Juli Zeh Cuori vuoti

Molto probabilmente l’obiettivo di tutto il romanzo, di questa distopia non così distopica, era, ancora una volta, porre l’attenzione sulle fratture che caratterizzano il nostro secolo e il nostro essere:

In verità, si potrebbero tappezzare intere pareti con le tesi sul fenomeno dei suicidi. Paura del futuro. Burnout. Fine della separazione dei ruoli. Seconda crisi finanziaria. Disgregazione dell’Europa. Indifferenza nei confronti delle classi più deboli. Maggiore discriminazione verso gli emarginati. Cattiva alimentazione. Solitudine. Scarso movimento. Senso di colpa. Il fallimento dei genitori degli anni Novanta nell’educare i figli. «Credo che dentro di noi, in fondo, ci sia un vuoto», risponde Britta.

Un punto più che legittimo e condivisibile, insomma. Sotto questo aspetto il romanzo, estremamente sfaccettato, riesce nel suo intento, facendoci domandare se anche noi, qualche volta, ci sentiamo con le mani piene e i cuori vuoti, come recita il ritornello della canzone rock che fa da colonna sonora alla storia e da cui è tratto il titolo, “Full Hands, Empty Hearts”. Eppure, a mio avviso, i riferimenti al nazismo che si trovano nel romanzo sono superflui. Pur condividendo appieno l’idea che la storia, se non conosciuta, si possa ripetere, e che le ricadute in sistemi politici antidemocratici siano sempre dietro l’angolo, ho trovato stridente la leggerezza con cui questi elementi storici vengono tirati in causa nella narrazione.

Il contesto delineato ben si presta alla nascita del populismo, definito dagli studiosi una “ideologia leggera”, che si delinea in particolare nei momenti di crisi economica, politica e sociale.
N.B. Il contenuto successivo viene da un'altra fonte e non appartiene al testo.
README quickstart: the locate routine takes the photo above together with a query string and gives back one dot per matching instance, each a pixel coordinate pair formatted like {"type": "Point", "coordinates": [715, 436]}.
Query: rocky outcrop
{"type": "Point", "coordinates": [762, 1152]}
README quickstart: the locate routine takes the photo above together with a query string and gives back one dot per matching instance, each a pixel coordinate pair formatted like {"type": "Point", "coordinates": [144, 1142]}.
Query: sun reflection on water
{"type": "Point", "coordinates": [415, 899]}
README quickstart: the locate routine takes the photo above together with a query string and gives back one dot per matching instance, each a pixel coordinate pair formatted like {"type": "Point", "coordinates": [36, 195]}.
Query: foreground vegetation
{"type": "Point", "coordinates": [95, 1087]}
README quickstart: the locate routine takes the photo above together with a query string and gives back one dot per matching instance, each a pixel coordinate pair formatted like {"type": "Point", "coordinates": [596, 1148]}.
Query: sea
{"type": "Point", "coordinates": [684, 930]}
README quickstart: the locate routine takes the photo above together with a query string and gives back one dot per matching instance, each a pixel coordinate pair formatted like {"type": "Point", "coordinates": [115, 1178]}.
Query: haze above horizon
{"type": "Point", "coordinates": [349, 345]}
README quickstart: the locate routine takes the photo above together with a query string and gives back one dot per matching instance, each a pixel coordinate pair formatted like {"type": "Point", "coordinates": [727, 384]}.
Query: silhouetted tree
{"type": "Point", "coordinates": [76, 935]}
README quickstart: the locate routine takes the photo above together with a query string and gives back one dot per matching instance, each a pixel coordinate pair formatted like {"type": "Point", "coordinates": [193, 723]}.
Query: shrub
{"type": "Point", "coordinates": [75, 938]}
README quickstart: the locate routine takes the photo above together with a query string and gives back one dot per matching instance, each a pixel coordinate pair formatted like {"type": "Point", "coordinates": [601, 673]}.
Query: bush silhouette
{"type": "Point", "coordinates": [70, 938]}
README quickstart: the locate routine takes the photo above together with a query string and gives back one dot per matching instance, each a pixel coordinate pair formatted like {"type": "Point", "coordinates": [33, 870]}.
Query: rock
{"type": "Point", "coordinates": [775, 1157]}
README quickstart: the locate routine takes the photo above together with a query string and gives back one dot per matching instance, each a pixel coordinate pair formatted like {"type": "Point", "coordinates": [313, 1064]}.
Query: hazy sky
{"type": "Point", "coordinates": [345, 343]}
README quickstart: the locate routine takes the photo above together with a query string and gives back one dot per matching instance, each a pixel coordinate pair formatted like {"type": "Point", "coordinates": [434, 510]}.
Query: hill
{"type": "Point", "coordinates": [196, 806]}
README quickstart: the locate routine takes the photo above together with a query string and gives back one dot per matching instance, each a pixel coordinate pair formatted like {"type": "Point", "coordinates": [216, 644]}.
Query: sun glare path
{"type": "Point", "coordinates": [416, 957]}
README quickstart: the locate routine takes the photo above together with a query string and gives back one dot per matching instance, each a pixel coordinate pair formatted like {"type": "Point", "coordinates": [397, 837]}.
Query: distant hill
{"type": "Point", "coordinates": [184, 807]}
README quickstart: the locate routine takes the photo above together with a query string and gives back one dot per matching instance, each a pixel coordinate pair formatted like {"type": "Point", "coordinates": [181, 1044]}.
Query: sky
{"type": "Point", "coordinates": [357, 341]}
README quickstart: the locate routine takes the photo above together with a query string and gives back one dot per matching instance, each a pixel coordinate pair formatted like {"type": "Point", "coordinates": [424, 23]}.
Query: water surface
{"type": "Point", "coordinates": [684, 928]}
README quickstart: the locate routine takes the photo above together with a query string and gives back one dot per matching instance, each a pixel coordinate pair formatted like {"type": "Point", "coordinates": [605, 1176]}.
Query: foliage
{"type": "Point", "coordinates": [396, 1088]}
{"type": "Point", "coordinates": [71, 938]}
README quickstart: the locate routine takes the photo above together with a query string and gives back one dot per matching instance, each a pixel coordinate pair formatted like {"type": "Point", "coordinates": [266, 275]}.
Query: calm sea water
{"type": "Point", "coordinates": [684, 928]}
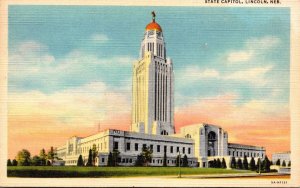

Di conseguenza, in questo 2025 lacerato da un’altra crisi finanziaria, dal tracollo delle istituzioni europee e dal ritorno al nazionalismo e l’autosufficienza di ciascuno stato, il populismo e la deriva autoritaria sono conseguenze del tutto plausibili. Ciò che mi domando è se fosse così necessario riferirsi al nazismo e costruire un sottotesto basato sull’ideologia di esaltazione dell’ordine e della pulizia, in questo caso dalle persone più fragili, arruolate e ridotte a mere micce per far esplodere il meccanismo mediatico… probabilmente il messaggio sarebbe arrivato forte e chiaro senza scomodare un passato tanto tragico.

Riassumendo, la distopia è uno strumento oltremodo efficace per far riflettere, e lo è persino una satira velata al passato, che può rendere ancora più reale lo scenario delineato. La satira attacca il potente, scardina la narrazione dominante. Il fatto che Juli Zeh utilizzi questo mezzo potentissimo è una presa di posizione, un difendere strenuamente la propria libertà e la possibilità di avere un dibattito in un sistema, quello del ventunesimo secolo, che ci rende sempre più schiavi e più controllati. E il messaggio del romanzo, alla fine, arriva al lettore: se non siamo in grado di prenderci cura del sistema democratico in cui viviamo, rischiamo il ritorno di quella storia. Insomma, ho trovato questi riferimenti stridenti e superflui, in un romanzo che altrimenti sarebbe stato un thriller estremamente sferzante e ben costruito.

In breve, “Cuori vuoti” conferma l’idea che avevo in precedenza, ossia che Juli Zeh sia una brillante lettrice dell’epoca in cui viviamo, capace di farci riflettere sulle implicazioni del progresso e sulle contraddizioni del nostro tempo. Eppure, non mi ha fatto cambiare idea sul fatto che alcuni temi, e ancor di più alcuni pezzi drammatici di storia, richiedano una cura particolare nell’essere trattati. In fondo però, probabilmente era questo lo scopo: farci aprire gli occhi e proporci uno scenario non così tanto inverosimile nel momento in cui il populismo imperversa e le ideologie pericolose e discriminatorie prendono il sopravvento. Grazie allora a Juli Zeh per averci, ancora una volta, aperto gli occhi sulle incongruenze del tempo in cui viviamo.